枕の下からそれを引き摺りだして、ディスプレイを確認する。
時計は夜中の2時19分を示している。
そしてかけてきた相手は。


「………?公衆…電話……?」


今時珍しいなと思うと同時に、腹が立つ。
遼の知り合いの中に公衆電話からかけてくる相手はおらず、だとすれば間違い電話なのだろうがそれにしても時間帯を考えて欲しい。
こんな時間にかけること自体、本来の相手にとっても迷惑だろうし、それにこんな時間だからこそ電話番号の押し間違えなどして欲しくない。

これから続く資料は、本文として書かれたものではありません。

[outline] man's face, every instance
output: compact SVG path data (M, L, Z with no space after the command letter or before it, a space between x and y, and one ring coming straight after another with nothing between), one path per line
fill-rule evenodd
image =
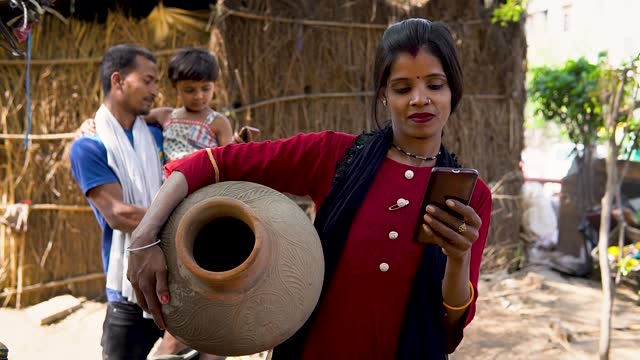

睡眠を邪魔され苛々とした遼は通話ボタンを押さずに電源ボタンを押してその電話を切ると、もう一度枕に頭を押し付けて眠りに戻った。


だが少し時間を置いて、また電話が鳴る。
今度は何だとディスプレイを見ると、また「公衆電話」の表示があった。


「……んだよ、もう…!」


もう一度、切る。
ちらりと確認した時計は3時58分だった。
さっきの電話が切られたから改めてかけてきたにしても、間が開きすぎている。
本当に、何だよもう、だ。
”相手”が出ない時点で掛け間違いか、かけてはいけない時間だったと気付くべきだろうに、この”公衆電話”から電話してきている人間は
どうやらそれを意に介していないらしい。
昼間、天空堂で当麻の仕事を邪魔した自分と何となく重なって見えて余計に苛立つ。

迷惑で、身勝手な奴め。

自分の事を棚に上げるではないが、顔の見えない相手を遼は心の中で罵った。







「おはよう、遼。……どうしたの?寝不足?」


昨日はあんなに早くにベッドに入ってたのにと母親が遠慮がちに心配する。
ここ数日、様子が少しおかしかった息子だがそれは殺人事件が学校で起こったからだと思っていた。だが今朝の彼はまた様子が違う。
昨日のように少し苛立って、そして少し疲れていた。


「……うん、ちょっと…何回か目が覚めちゃって」



4時前に鳴った電話は、そのあと約30分後にもう一度鳴った。
眠りが深くなった頃を見計らうかのように鳴る電話にいい加減頭にきていた遼は、3度目の着信を聞くなり今度は電源ボタンではなく通話ボタンを押した。
今何時だと思ってるんだ。そう怒鳴ってやろうと思って。

その耳元で、遼が何かを言うよりも早く聞こえた言葉。


「みつけた……」


それはどこかで聞いたような声で、けれど有無を言わさない不気味さを伴って怒りを抱えた遼の耳の奥にするりと入り込んだ。




*****
遼の携帯は白いスライド式携帯。替えて半年ですが未だに文字入力で戸惑います。